現場の声 vol.2:飛龍高等学校原田裕作監督 ~高いレベルで戦うために「フィジカル」は必要~

公開:2020/10/23

更新:2021/03/04

持久力、アジリティは高校生からでも伸ばせる

BJ:入学してくる新入生に対して、ここまでは出来ていてほしいという体力的要素はありますか?

原田:最低限自重でのトレーニングはある程度こなせるようになっていてほしいです。持久力や敏捷性は、正直中学校時代の練習環境も大きいですし、ある程度は高校になってからでも鍛えられる部分なので。新入生に関しては、初めの2カ月はフォームづくりと自重トレーニングを行い、しっかりとできるようになってから次のステップに移るようにしています。選手によっては、3カ月かかる場合もありますが、中学生年代で自重トレーニングがきっちりできる選手は、次のレベルにスムーズに移行できます。

BJ:トレーニングが苦手という選手もいるのではないでしょうか?

原田:確かに苦手意識を持っていたり、きちっとやらない選手も中にはいます。そこは指導者がトレーニングの必要性を言い続けるしかないかなと。あとは、トレーナーやマネージャー、先輩の選手も含めてチーム全体でチェックするようにしています。

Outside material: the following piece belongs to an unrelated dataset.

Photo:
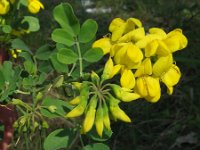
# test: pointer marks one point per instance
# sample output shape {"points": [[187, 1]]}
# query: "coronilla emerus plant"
{"points": [[77, 79]]}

BJ:そのほかにトレーニング指導で気を付けていることはありますか?

原田:体が重くなってしまって、ケガに繋がったりキレがなくなってしまったりしては意味がないので、そのあたりに気を使いながらトレーナーとも相談しながら気をつけて指導をしています。ただ、まだまだ改善が必要な部分かなと思います。また、目標体重を設定して毎日体重の管理もしていますが、個人差があるのでそこにはあまりこだわらないようにしています。選手ひとりひとりと相談しながら、成長過程に合わせてトレーニングに取り組むように指導をしています。

戦術・技術だけでは埋まらない差を埋めるのが「フィジカル」

BJ:トレーニングに取り組むことによって選手達にはどのような変化がありますか?

原田:体重でいうと入学時から10kg以上は増えます。多い選手だと20kg以上増える選手もいます。トレーニングは、体つきの変化や体重の変化で成果が分かりやすく、選手たちの自信にも繋がっていると思います。その自信はプレーにも影響していて、格上の相手でも気持ちで負けずに自信をもって戦えるようになっていると感じています。

BJ:トレーニングに取り組むことで、プレーの面でも良い結果を生んでいるのですね。

原田:留学生のいるチームや大学生、社会人のチームと対戦しても、フィジカルでは負けないし、フィジカルがストロングポイントになる場合もあります。そうなると選手は自信をもってプレーできます。格上のチームや身長差のあるチームに対しては、単純に戦術や技術だけでは埋まらない差があると感じています。その差を埋めるためにフィジカルが必要で、そのためにどんなトレーニングが必要なのかを日々トレーナーと相談しながら考えています。

悩んでいるなら専門家に任せた方が良い

BJ:育成年代では、なかなかトレーナーを付けることに対するハードルが高いような気もします

原田:確かに、学校や選手、保護者の理解は必要です。金銭面でのハードルもあるかもしれません。でも、フィジカルに課題を感じている、トレーニングで悩んでいるなら、専門家に任せた方が良いと思います。その方が選手のためにもなりますし、そういう環境を作るのも指導者の役割ではないかと思います。正直、やろうと思えばどんな環境でもできると思います。要は指導者の考え方次第かなと。もちろん指導者自身が勉強することも必要ですが、理論的な背景があり専門的に学んでいる人の方が説得力もありますし、選手も納得してトレーニングに取り組めると思います。コーチ一人では限界があるので、わからないことや自分ではできないことは人に頼る、という考え方も必要だと思います。


取材を終えて・・・

戦術や技術を活かすために「フィジカル」が必要というお話がとても印象的でした。ただ鍛えることが目的ではなく、「どんなプレーをしたいか」「どんなチームを作りたいか」ということを考えながら、専門家と協力してトレーニングに取り組むという考え方は、多くのチームの参考になるのではないでしょうか。今年のチームも180cm台の選手がインサイドでプレーしているそうです。それでも、フィジカルの部分で負けないと自信を持てるのは、日々の積み重ねがあるからこそ。「小さくてもフィジカルでは負けない」飛龍バスケに今後も注目です。

原田 裕作 Yusaku Harada

福岡第一高校、東海大学でプレーし、卒業後アメリカにコーチ留学。帰国後、レノヴァ鹿児島(現鹿児島レブナイズ)のアシスタントコーチを経て、飛龍高校の教員となりバスケットボール監督に就任。2017年にはインターハイ、ウィンターカップでチームをベスト8に導くなど、全国大会でも活躍するチームを作り上げ、今注目をされている若手指導者のひとりである。